Obrigado, e quem tiver material ou *ja se cretificou ABRA O JOGO PO,* da uma luz pra os pobres mortais que muitas vezes não tem esses "mil reals" pra fazer o curso. 

Brigado Galera pelo espaço![/QUOTE]


Aí !!!!!!!!!! Em resposta a sua pergunta........

*A Maldição das Redes sem Fio WIRELESS *
Conta a lenda que quando Deus liberou para os homens o conhecimento sobre Redes Wireless,
determinou que aquele "SABER" ficaria *restrito a um grupo muito
pequeno e selecionado.* Entretanto, nesse pequeno grupo, onde todos se
consideravam "semi-deuses", já havia aquele que trairia as determinações
divinas... Foi aí que o pior aconteceu!

Deus, bravo com a traição resolveu fazer valer alguns mandamentos:

*1º* Não terás vida pessoal, familiar ou sentimental.
*2º* Não verás teu filho crescer.
*3º* Não terás feriado, fins de semana ou qualquer outro tipo de folga.
*4º* Terás gastrite, se tiveres sorte.

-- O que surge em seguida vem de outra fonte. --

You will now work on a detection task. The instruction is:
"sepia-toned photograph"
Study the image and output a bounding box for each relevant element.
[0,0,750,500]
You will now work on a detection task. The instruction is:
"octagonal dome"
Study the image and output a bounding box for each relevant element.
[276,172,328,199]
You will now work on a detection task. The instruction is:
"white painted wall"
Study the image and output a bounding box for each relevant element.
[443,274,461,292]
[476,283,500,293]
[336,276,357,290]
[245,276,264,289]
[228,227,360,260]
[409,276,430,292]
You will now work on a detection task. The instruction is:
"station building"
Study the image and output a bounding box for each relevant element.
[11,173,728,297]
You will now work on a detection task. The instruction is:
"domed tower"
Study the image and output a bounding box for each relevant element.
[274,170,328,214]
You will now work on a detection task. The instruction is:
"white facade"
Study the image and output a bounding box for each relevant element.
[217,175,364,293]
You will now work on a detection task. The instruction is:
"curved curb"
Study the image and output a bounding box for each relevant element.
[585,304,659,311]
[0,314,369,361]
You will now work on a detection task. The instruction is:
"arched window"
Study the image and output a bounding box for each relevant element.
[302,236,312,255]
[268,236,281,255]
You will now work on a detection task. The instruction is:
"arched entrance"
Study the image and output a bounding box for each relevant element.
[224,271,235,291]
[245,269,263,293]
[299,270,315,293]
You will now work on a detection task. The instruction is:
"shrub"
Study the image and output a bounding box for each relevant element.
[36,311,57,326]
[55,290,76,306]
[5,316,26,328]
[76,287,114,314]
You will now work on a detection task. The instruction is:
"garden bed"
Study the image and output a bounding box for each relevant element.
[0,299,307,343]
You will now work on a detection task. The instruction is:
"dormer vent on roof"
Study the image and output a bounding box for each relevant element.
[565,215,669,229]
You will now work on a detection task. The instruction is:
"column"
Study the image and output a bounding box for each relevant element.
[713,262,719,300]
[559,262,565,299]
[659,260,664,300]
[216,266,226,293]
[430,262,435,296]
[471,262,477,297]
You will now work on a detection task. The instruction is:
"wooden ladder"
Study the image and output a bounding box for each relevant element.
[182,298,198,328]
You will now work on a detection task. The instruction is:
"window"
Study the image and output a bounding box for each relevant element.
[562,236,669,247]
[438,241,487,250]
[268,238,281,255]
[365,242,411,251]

Se for como os demais terás úlcera.
*5º* A pressa será teu único amigo e as suas refeições principais serão os
lanches, as pizzas e o china in box.
*6º* Teus cabelos ficar brancos antes do tempo, isso se te sobrarem cabelos.
*7º* Tua sanidade mental será posta em cheque antes que completes 5 anos de
trabalho;
*8º* Dormir será considerado período de folga, logo, não dormirás.
*9º* Trabalho será teu assunto preferido, talvez o único.
*10º* Quando de folga no domingo sairá a rua olhando as Repetidoras e as redes Ponto a Ponto,
como se fosse um lazer.
*11°* As pessoas serão divididas em 2 tipos: as que entendem de Wireless e
as que não entendem. E verás graça nisso.
*12º* A máquina de café será a tua melhor colega de trabalho, porém, a
cafeína não te farás mais efeito.
*13º* Terás sonhos, com Antenas,Ping e perda de pacotes, e não raro, resolveras problemas de
trabalho neste período de sono.
*14º* Exibirás olheiras como troféu de guerra.
*15º* E, o pior... Inexplicavelmente gostarás de tudo isso!!!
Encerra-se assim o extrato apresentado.